Les traits spécifiques des troubles dépressifs sont à la fois psychiques et physiques. Ils atteignent leur maximum d'intensité en fin de nuit ou en début de journée. Au plan psychique, le sujet est d'humeur triste avec perte des motivations, d'intérêt ou de plaisir pour presque toutes les activités, insomnie ou hypersomnie, fatigue, autodépréciation, difficulté à penser et à se concentrer, peur de l'avenir, anxiété intense. La souffrance morale peut l'amener à envisager le suicide, d'autant plus que la sensation d'écoulement du temps semble anormalement ralentie. Les dépressifs ont en commun un sentiment inconscient de « perte d'objet » qui les amène à retourner contre eux-mêmes les reproches et l'agressivité destinés normalement à l'objet perdu, ce qui leur donne un fort sentiment de culpabilité et d'impuissance. Au plan physique, le dépressif souffre de troubles de l'appétit (avec perte ou gain de poids significatif), de désordres digestifs, de céphalées, de palpitations, de fatigabilité, d'insomnie et d'altération de la libido. On note aussi parfois l'abus d'alcool, de medicaments ou de toxiques dans le but de soulager les symptômes.

   Il existe de multiples formes de dépression, allant d'un sentiment de tristesse jusqu'à la dépression majeure avec idées délirantes nommée « mélancolie ». C'est avec le médecin que le type de dépression sera défini et que le traitement adapté pourra être proposé. La « déprime » est un sentiment de malaise qui rend compte d'une tristesse passagère et pas toujours d'un état dépressif.

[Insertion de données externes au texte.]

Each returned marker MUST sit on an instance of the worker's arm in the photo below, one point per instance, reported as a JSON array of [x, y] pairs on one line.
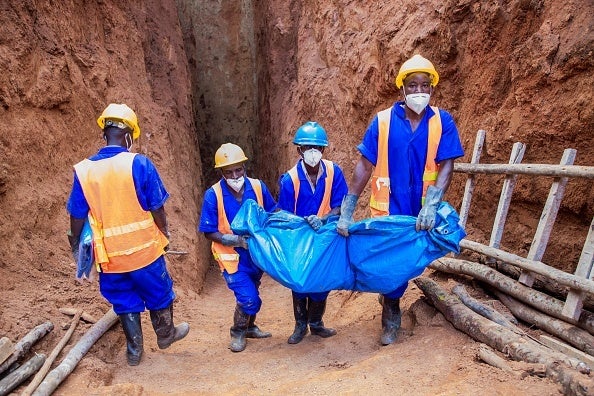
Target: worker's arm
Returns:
[[76, 226], [361, 176], [444, 177], [160, 218], [434, 195], [227, 239]]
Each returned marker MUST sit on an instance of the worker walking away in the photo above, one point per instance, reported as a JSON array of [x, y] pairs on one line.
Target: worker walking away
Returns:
[[408, 151], [123, 197], [314, 189], [221, 204]]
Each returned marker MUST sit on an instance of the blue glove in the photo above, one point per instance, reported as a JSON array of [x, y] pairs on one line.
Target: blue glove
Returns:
[[234, 240], [346, 214], [426, 218], [314, 221]]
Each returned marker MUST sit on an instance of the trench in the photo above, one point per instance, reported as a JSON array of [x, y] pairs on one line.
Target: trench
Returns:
[[225, 46]]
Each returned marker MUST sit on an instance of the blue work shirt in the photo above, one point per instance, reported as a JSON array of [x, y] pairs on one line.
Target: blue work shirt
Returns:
[[308, 201], [209, 218], [150, 190], [407, 153]]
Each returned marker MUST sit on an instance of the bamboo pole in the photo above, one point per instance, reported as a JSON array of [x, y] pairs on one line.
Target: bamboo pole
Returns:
[[528, 169], [58, 374], [23, 346], [48, 363]]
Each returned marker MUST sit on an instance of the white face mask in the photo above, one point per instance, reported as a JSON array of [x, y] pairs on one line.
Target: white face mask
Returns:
[[128, 140], [417, 102], [312, 157], [236, 184]]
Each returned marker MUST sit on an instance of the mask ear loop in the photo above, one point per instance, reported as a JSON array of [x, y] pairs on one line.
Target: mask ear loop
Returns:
[[128, 140]]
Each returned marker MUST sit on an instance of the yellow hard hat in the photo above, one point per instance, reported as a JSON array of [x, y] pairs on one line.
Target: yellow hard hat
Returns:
[[416, 64], [122, 113], [229, 154]]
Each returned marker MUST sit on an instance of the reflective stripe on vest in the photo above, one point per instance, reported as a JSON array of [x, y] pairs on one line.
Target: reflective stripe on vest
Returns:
[[125, 236], [379, 202], [325, 204], [227, 256]]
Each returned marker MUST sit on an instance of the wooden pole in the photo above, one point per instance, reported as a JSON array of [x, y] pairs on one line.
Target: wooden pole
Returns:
[[14, 379], [72, 311], [507, 191], [570, 280], [482, 309], [48, 363], [579, 338], [528, 169], [58, 374], [470, 181], [23, 346], [547, 219], [508, 342], [534, 298]]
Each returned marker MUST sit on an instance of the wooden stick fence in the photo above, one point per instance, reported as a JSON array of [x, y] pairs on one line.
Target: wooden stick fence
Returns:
[[582, 281]]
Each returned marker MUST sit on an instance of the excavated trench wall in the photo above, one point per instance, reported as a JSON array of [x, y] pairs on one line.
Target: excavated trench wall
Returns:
[[522, 70]]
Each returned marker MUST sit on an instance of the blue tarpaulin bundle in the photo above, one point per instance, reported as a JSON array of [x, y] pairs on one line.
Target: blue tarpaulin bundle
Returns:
[[86, 255], [379, 255]]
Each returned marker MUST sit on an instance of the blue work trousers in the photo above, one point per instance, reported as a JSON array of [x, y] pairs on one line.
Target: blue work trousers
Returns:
[[149, 287]]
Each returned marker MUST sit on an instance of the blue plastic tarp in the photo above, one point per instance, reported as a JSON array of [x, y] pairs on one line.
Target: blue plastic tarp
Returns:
[[379, 255]]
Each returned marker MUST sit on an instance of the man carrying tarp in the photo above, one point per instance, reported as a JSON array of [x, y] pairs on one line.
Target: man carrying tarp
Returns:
[[221, 203], [408, 151], [313, 189]]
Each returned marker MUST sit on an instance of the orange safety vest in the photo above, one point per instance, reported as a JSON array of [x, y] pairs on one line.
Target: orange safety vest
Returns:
[[379, 202], [227, 256], [125, 236], [325, 204]]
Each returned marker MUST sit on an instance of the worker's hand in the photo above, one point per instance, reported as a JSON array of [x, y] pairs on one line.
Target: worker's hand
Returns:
[[168, 236], [426, 218], [346, 214], [314, 221], [75, 254], [234, 240]]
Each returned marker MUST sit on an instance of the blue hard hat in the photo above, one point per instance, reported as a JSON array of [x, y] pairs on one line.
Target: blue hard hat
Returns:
[[311, 134]]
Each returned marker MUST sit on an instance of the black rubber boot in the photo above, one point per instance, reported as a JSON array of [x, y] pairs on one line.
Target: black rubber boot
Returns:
[[254, 331], [133, 331], [316, 324], [391, 318], [238, 330], [300, 312], [167, 333]]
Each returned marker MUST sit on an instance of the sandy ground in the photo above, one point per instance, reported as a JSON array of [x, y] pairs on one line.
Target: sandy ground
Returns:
[[429, 358]]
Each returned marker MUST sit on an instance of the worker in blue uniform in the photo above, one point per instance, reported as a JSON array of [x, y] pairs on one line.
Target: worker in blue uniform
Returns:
[[220, 206], [314, 189], [408, 151]]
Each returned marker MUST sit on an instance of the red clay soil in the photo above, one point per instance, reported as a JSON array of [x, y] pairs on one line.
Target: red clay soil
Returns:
[[523, 71]]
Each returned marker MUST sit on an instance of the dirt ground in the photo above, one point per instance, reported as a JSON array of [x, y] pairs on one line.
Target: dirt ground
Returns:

— Reconnaître une dépression. Il est très délicat d'en identifier les premiers signes, souvent confondus avec ceux d'un banal passage à vide, baisse de forme qui disparaît d'elle-même en quelques jours. La dépression s'annonce par une modification globale, mais le plus souvent insidieuse, du comportement. Au début, le déprimé devient anxieux, réagit de manière inhabituelle à des contrariétés banales ; il est sujet à de brefs accès de colère, de joie ou de pleurs. Il a des difficultés pour trouver le sommeil puis se réveille en pleine nuit, généralement entre minuit et 2 heures du matin ; (chez certains, le sommeil est « haché » de rêves angoissants ou de réveils multiples). Enfin, il grossit ou maigrit involontairement. Il se désintéresse de son entourage familial, amical ou professionnel. Souvent, c'est seulement après plusieurs mois d'évolution, alors que le malade est en véritable situation de détresse morale, que l'entourage prend conscience de la gravité de son état. Cette « dépression confirmée » rassemble 4 types de troubles, toujours présents mais avec une intensité variable d'un malade à l'autre.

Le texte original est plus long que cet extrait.